If you have thyroid problems, the Ketogenic diet is not recommended, nor is a very low carbohydrate diet. According to Kris Kresser, MS, L.Ac, we need insulin in order to convert inactive T4 intro the active T3 hormone. Insulin levels tend to be very low when following a low carbohydrate diet. Moderate carbohydrate intake is generally recommended for those with thyroid issues. This doesn’t mean excessive consumption, but about 30-40% carbohydrate intake.
Other factors that might increase your carbohydrate needs include:
High activity level, especially with a focus on frequent, high-intensity based workouts
- Poor recovery from workouts
- Adrenal fatigue
- Amenorrhea (loss of period) or have irregular cycles (pre-menopause)
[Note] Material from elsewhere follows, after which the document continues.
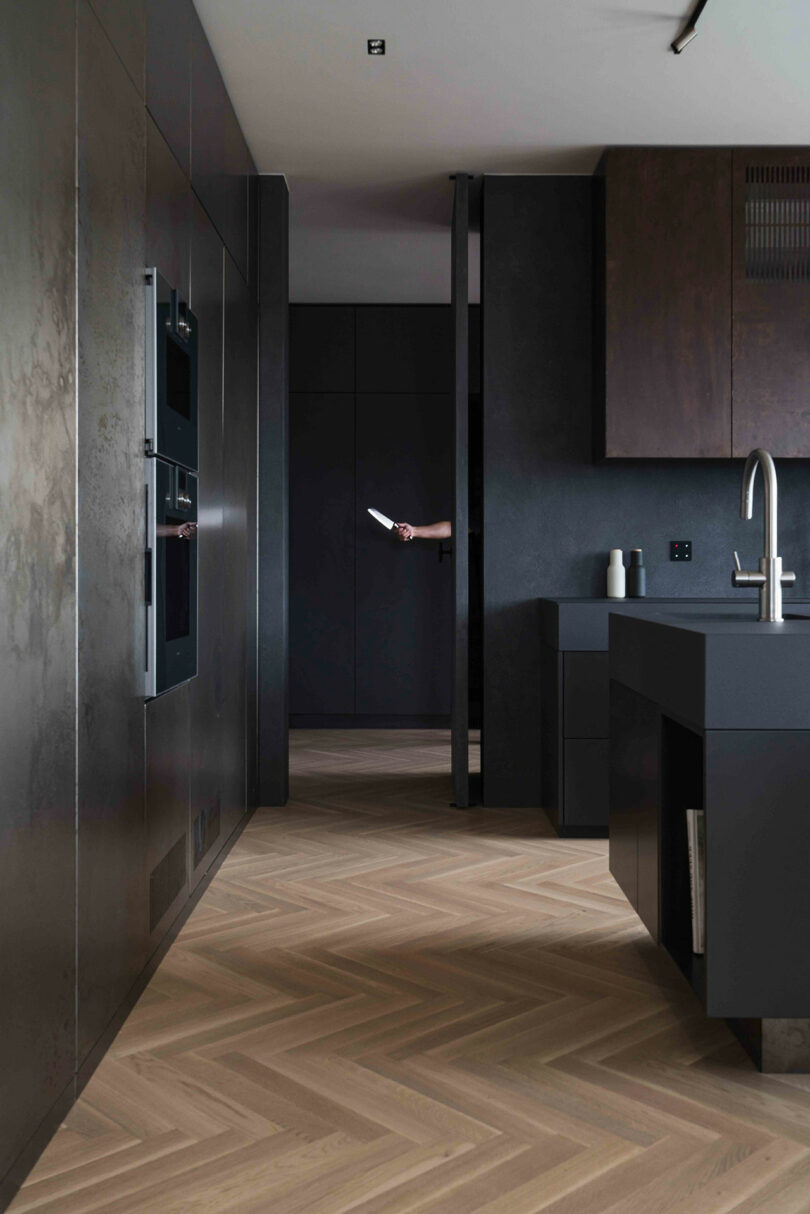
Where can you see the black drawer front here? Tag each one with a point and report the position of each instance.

- During pregnancy and while breastfeeding
Females tend to be more sensitive to lower carbohydrate diets, as it can have negative impacts on hormone health and fertility. To read more, check out this article by Stephanie Greunke, RD.
If you have a neurological disorder, seek out the assistance of a Registered Dietitian to help guide you through the process. If you don’t have epilepsy or another neurological disorder, I would not recommend implementing a ketogenic diet. It provides more risks than benefits, due to the low nutrient diversity.
There has been other research to support the benefits of a lower carbohydrate diet on diabetes, PCOS and insulin resistance, but this doesn’t require fully adopting a Ketogenic Diet. Paleo (low to moderate carb or 20-40% total intake) tends to work just fine.